In 1998, I was a young mom that cut coupons from the Sunday paper and matched them with sale prices to save money on groceries. When I started dabbling with creating websites – the doctor I had worked for bought me an “HTML 101” book – I created a website to share the deals I found online with coupon codes. That was my introduction to the affiliate marketing industry. I found it so exciting to tell my readers how to get a scanner free after rebate at Staples while earning commission on those “free” scanners.
In the year 2000, I registered my first domain name, ShoppingBookmarks.com – all domains were $35 per year back then, and you had to register them for at least two years, so $70 was a big investment that I hoped would pay off (luckily it did). I manually updated all the coupon codes and links via Frontpage everyday. I probably had 30 main competitors, and I was friends with most of them.
Eventually, it became cumbersome to keep up with all of the merchants, networks and coupon codes. And more people realized the money that could be made with coupon code sites, so my competitors instantly jumped from 30 to 30,000. If you search “coupon code site” today on Google, there are 67 million results!
I gradually moved from being a coupon code site to a deal site where I highlighted “Kim’s Top Deals”. And I started blogging, using affiliate marketing to focus more on niche sites. I had to change my strategy with the times. And to reiterate what I said yesterday,”Don’t keep all your eggs in one basket.” I’ll be announcing another new change soon.
So, can you still make money with a coupon code site?
If you’re RetailMeNot.com, yes! If you’re not, probably not on coupons alone.
Most other coupon code sites have had to change their strategy and not make coupons their main focus. Valuable content should be your focus.
Neil Patel said it best, “Consumers will be less likely to click on links… as an affiliate you will have to spend more time creating valuable content and educating before you generate the sale.”

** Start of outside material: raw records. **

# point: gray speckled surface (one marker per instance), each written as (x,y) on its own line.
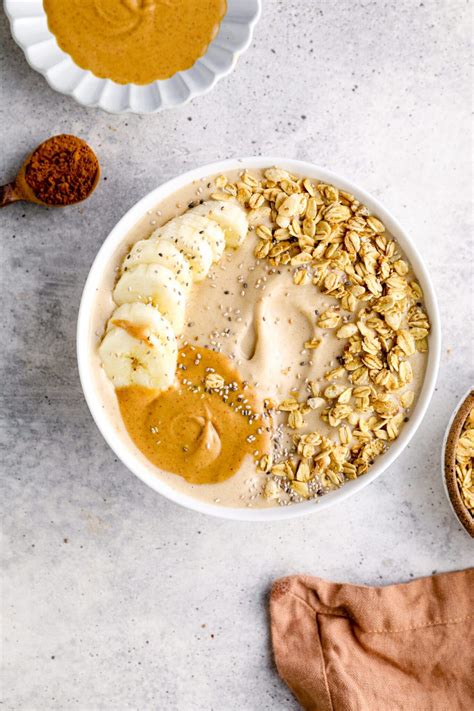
(114,598)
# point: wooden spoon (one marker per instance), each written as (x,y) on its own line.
(19,189)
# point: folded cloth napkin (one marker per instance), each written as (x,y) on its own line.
(407,647)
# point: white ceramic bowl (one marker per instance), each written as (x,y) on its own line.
(124,451)
(29,28)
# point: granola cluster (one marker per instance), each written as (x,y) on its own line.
(465,461)
(328,237)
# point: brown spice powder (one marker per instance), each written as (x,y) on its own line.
(62,170)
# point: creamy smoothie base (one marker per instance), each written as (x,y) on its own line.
(282,334)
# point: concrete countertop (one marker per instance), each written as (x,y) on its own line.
(113,598)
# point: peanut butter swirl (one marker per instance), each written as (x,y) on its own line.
(202,428)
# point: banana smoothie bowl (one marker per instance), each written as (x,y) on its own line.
(258,339)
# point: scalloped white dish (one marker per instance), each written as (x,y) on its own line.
(29,28)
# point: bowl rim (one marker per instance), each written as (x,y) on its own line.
(448,474)
(193,92)
(123,451)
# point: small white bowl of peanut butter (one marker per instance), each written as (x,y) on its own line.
(258,339)
(135,56)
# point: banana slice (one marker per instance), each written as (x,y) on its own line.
(153,284)
(209,231)
(148,251)
(133,361)
(229,216)
(189,242)
(141,321)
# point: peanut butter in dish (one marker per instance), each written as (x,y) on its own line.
(135,41)
(202,428)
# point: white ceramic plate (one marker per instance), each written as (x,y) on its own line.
(29,28)
(124,450)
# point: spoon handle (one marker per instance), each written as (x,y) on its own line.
(9,194)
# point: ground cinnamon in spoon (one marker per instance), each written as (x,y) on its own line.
(62,170)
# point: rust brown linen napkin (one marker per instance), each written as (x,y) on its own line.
(405,647)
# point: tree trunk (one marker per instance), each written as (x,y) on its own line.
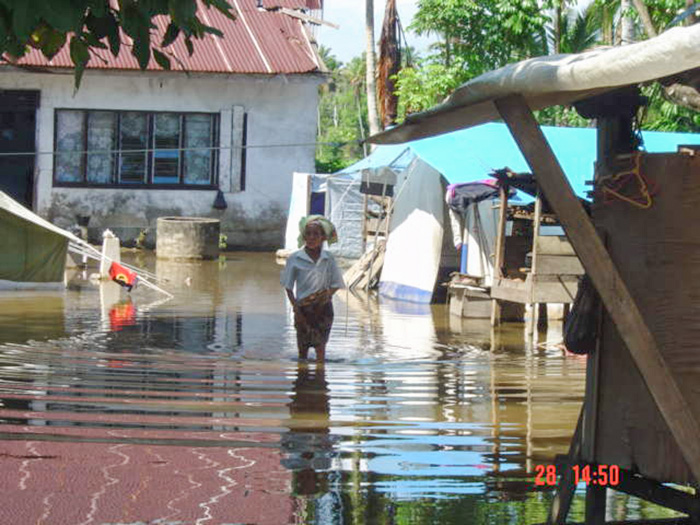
(557,27)
(372,113)
(627,24)
(644,16)
(692,18)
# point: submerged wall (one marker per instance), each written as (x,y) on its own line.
(280,110)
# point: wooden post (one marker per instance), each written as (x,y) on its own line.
(595,504)
(617,299)
(535,307)
(567,484)
(499,254)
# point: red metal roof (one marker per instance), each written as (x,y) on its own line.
(293,4)
(258,41)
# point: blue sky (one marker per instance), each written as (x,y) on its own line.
(349,41)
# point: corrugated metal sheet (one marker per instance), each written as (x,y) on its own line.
(293,4)
(258,41)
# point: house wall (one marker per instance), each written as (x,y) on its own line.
(280,110)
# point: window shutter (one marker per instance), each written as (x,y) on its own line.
(231,159)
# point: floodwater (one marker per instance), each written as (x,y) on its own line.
(117,409)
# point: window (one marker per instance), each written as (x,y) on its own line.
(134,148)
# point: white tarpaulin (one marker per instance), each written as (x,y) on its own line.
(552,80)
(414,246)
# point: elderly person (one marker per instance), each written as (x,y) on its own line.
(314,276)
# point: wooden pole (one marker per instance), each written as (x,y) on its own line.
(535,307)
(499,254)
(617,299)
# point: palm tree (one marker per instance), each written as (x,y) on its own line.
(372,114)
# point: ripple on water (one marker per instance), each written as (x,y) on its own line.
(201,401)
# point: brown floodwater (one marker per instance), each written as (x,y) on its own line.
(120,408)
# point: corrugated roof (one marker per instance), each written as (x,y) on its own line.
(258,41)
(293,4)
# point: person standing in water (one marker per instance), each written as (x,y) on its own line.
(317,277)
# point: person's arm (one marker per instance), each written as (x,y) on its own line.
(290,296)
(337,281)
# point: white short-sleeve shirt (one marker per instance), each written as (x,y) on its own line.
(309,276)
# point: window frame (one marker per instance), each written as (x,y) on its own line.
(150,158)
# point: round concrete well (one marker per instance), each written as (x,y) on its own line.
(187,238)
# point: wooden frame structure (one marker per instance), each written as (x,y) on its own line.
(554,273)
(634,331)
(649,325)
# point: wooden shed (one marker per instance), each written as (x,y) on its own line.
(641,416)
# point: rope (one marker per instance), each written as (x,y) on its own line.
(612,185)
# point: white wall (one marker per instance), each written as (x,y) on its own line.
(280,109)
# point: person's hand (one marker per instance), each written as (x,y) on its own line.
(299,317)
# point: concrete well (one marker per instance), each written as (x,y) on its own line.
(187,238)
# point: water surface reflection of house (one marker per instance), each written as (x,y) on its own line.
(131,146)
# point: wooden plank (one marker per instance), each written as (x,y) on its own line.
(499,255)
(513,290)
(657,493)
(559,265)
(554,292)
(611,287)
(561,504)
(554,245)
(595,504)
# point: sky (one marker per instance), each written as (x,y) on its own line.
(349,41)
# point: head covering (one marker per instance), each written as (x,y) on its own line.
(326,225)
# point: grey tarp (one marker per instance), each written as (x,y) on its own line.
(33,249)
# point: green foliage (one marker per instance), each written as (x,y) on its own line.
(428,83)
(92,25)
(223,241)
(342,114)
(474,37)
(663,115)
(561,116)
(660,11)
(486,35)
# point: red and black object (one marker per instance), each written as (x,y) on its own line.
(122,276)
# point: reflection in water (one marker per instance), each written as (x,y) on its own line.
(115,409)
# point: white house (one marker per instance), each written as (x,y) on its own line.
(238,116)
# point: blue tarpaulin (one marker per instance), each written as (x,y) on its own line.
(469,155)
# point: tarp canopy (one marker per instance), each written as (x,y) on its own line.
(553,80)
(34,250)
(469,155)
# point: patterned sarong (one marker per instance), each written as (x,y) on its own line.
(313,319)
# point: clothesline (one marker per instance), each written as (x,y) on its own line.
(203,148)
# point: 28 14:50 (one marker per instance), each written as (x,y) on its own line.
(604,475)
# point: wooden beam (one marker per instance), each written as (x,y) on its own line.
(499,255)
(564,495)
(595,504)
(650,490)
(307,18)
(610,285)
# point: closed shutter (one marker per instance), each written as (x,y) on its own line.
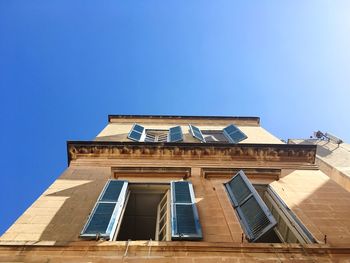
(196,133)
(255,217)
(137,133)
(175,134)
(105,216)
(184,219)
(233,134)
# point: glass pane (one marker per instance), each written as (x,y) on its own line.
(185,219)
(175,137)
(112,191)
(254,216)
(182,192)
(230,129)
(238,136)
(138,128)
(239,188)
(100,219)
(135,135)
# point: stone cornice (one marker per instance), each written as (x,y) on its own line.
(289,153)
(255,121)
(256,173)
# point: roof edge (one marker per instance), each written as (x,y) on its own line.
(250,118)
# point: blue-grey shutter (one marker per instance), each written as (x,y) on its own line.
(175,134)
(137,133)
(233,134)
(256,219)
(185,223)
(196,133)
(105,216)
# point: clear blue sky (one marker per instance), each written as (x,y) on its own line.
(66,65)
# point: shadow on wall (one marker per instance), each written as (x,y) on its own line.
(116,138)
(322,150)
(69,220)
(326,211)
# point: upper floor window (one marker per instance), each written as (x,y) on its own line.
(230,134)
(140,211)
(140,134)
(263,215)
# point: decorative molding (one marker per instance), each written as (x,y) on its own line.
(176,172)
(290,153)
(252,173)
(249,121)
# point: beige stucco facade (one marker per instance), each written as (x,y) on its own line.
(48,231)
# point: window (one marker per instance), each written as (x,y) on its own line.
(263,215)
(185,221)
(105,215)
(140,211)
(196,133)
(214,136)
(156,135)
(140,134)
(230,134)
(289,228)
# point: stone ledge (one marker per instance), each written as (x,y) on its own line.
(290,153)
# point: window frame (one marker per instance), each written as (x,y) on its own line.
(115,216)
(169,134)
(242,218)
(193,133)
(175,235)
(142,135)
(228,135)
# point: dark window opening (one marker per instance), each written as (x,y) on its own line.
(214,136)
(141,216)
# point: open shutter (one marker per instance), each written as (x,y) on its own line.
(233,134)
(105,216)
(184,215)
(196,133)
(137,133)
(255,217)
(175,134)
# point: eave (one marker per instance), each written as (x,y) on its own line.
(290,153)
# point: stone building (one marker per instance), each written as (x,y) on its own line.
(185,189)
(332,158)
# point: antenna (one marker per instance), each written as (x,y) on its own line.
(327,136)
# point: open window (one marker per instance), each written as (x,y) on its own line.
(185,220)
(263,215)
(144,211)
(255,217)
(289,228)
(230,134)
(105,215)
(141,134)
(196,133)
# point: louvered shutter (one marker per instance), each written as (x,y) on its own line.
(196,133)
(105,216)
(137,133)
(184,215)
(175,134)
(233,134)
(255,217)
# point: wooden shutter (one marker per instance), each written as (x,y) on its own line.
(137,133)
(184,215)
(255,217)
(196,133)
(105,216)
(233,134)
(175,134)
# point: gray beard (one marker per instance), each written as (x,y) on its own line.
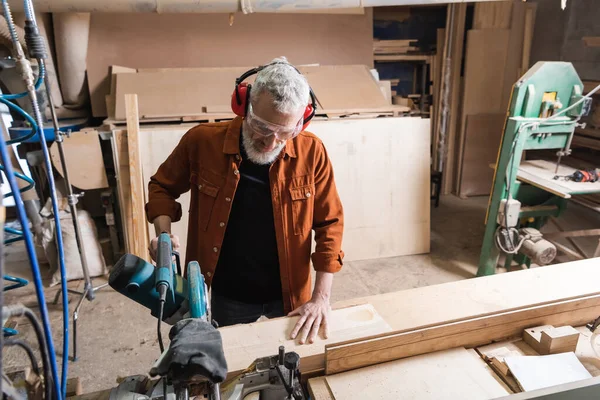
(258,157)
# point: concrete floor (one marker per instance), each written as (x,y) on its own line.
(117,337)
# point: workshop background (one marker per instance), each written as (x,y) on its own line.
(412,105)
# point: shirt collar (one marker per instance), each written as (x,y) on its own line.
(232,140)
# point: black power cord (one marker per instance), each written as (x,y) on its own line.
(20,310)
(25,346)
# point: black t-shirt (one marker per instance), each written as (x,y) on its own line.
(248,266)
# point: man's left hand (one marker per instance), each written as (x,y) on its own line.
(313,315)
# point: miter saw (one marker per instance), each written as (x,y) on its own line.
(194,362)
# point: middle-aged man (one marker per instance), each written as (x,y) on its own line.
(259,186)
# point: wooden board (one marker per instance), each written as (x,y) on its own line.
(376,162)
(541,173)
(192,91)
(469,332)
(244,343)
(121,161)
(483,134)
(457,43)
(486,53)
(332,88)
(492,15)
(538,372)
(453,301)
(83,156)
(207,40)
(450,374)
(139,232)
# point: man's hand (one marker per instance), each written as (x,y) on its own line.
(154,245)
(313,315)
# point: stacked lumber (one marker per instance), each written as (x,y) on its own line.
(204,94)
(496,55)
(478,312)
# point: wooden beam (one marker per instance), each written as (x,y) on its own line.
(139,231)
(469,333)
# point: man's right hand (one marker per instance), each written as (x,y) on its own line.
(154,245)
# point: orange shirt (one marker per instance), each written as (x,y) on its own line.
(303,193)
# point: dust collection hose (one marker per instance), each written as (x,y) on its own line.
(33,39)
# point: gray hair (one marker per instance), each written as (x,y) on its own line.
(288,88)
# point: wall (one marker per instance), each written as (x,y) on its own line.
(208,40)
(558,35)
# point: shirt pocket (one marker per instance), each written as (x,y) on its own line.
(204,196)
(302,208)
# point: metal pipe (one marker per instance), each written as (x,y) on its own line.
(215,6)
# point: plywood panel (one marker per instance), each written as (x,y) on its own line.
(376,163)
(169,92)
(451,374)
(482,141)
(344,87)
(144,40)
(486,53)
(83,157)
(244,343)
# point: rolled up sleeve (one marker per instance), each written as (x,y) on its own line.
(328,218)
(170,181)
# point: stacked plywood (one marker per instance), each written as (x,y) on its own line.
(376,162)
(496,55)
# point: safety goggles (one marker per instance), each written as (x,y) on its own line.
(266,128)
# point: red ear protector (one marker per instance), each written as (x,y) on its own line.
(241,96)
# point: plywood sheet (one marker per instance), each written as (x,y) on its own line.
(144,40)
(485,57)
(450,374)
(344,87)
(83,156)
(484,295)
(483,134)
(538,372)
(244,343)
(376,163)
(176,92)
(169,92)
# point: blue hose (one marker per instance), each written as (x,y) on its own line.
(35,269)
(4,99)
(59,244)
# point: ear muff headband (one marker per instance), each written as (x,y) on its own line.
(241,95)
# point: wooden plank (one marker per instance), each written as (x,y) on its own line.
(123,39)
(492,15)
(485,58)
(527,38)
(470,332)
(319,389)
(83,156)
(450,374)
(541,173)
(330,85)
(457,38)
(403,165)
(483,134)
(537,372)
(123,177)
(244,343)
(139,230)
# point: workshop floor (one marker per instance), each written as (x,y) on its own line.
(117,337)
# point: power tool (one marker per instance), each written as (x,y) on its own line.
(581,175)
(194,363)
(195,355)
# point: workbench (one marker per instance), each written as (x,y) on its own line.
(503,305)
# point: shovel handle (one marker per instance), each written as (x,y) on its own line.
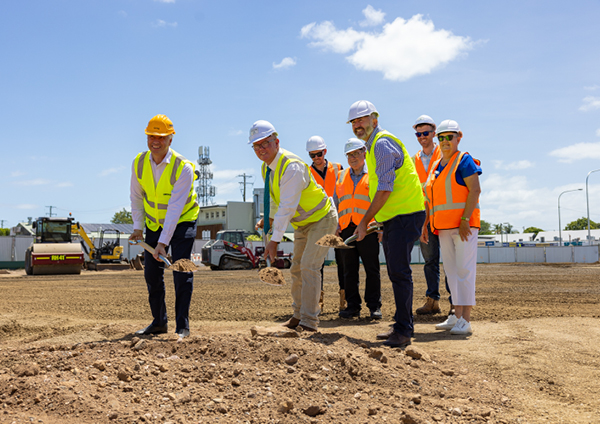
(150,249)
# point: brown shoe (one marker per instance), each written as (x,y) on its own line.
(397,340)
(430,307)
(386,335)
(291,323)
(343,303)
(306,328)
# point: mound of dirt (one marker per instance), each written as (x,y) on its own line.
(272,276)
(183,265)
(331,240)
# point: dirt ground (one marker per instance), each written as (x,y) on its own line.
(67,353)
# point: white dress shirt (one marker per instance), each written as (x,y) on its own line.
(177,201)
(295,179)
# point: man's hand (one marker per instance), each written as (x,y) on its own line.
(271,250)
(160,250)
(137,235)
(361,230)
(464,231)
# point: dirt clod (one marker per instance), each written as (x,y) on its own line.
(272,276)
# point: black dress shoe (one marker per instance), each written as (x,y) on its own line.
(350,313)
(397,340)
(152,329)
(376,314)
(183,333)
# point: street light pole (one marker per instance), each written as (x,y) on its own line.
(559,227)
(587,200)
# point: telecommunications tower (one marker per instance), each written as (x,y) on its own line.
(206,191)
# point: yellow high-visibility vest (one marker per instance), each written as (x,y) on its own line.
(156,198)
(407,195)
(314,202)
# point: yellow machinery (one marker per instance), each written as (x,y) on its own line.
(54,252)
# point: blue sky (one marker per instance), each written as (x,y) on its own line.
(81,79)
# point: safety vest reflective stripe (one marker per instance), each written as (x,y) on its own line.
(156,195)
(314,203)
(331,176)
(353,201)
(423,173)
(447,199)
(407,194)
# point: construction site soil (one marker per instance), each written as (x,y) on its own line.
(68,353)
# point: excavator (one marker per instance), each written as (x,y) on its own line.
(54,252)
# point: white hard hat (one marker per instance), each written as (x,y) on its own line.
(260,130)
(448,126)
(424,119)
(361,108)
(315,143)
(353,144)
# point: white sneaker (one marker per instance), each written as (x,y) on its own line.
(462,327)
(448,324)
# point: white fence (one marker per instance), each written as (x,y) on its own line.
(12,249)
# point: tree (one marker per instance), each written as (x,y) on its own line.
(486,227)
(534,230)
(581,224)
(122,217)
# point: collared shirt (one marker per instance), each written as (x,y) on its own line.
(425,159)
(295,179)
(388,157)
(355,179)
(179,196)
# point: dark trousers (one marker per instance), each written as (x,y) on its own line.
(366,250)
(181,246)
(431,255)
(399,236)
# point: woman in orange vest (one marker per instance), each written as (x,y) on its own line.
(452,195)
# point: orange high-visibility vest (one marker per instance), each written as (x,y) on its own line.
(437,154)
(447,199)
(353,202)
(331,177)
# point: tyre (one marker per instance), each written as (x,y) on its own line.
(28,266)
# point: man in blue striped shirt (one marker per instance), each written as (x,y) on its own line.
(396,201)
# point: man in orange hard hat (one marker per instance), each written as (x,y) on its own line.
(163,201)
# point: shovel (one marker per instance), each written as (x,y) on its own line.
(170,266)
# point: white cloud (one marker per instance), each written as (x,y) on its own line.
(512,166)
(34,182)
(110,171)
(286,63)
(577,151)
(373,17)
(163,24)
(590,103)
(402,50)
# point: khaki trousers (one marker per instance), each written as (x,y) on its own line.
(306,268)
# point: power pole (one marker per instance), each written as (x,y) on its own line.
(205,191)
(243,184)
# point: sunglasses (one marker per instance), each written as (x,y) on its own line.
(260,146)
(355,154)
(445,137)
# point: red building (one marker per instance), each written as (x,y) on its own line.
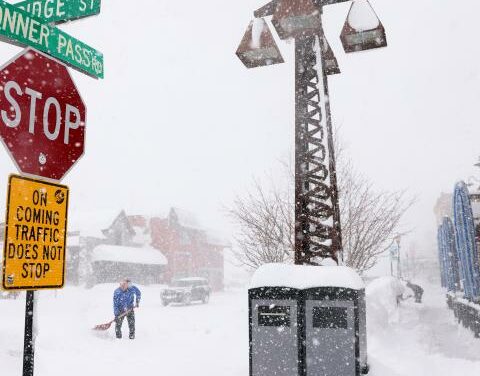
(191,251)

Once you have good content, you may want to add coupon codes as an additional revenue source or add to make sure that you don’t lose your visitors who set out to find a coupon code for their purchase (that you originally referred).
A good example of this is Groupon. They originally started by selling discounted local services and then their own goods. They expanded their website to now offer Groupon Coupons where visitors can find 70,000+ coupons for 10,000+ stores, including Bed Bath & Beyond and Sak’s Fifth Avenue. Those two affiliate programs are hard to get into, so Groupon must be doing well by adding coupon codes!
*The use of “trumps” in my blog post title is by no means is an endorsement for Donald Trump. Hillary has my support. Let the bickering begin.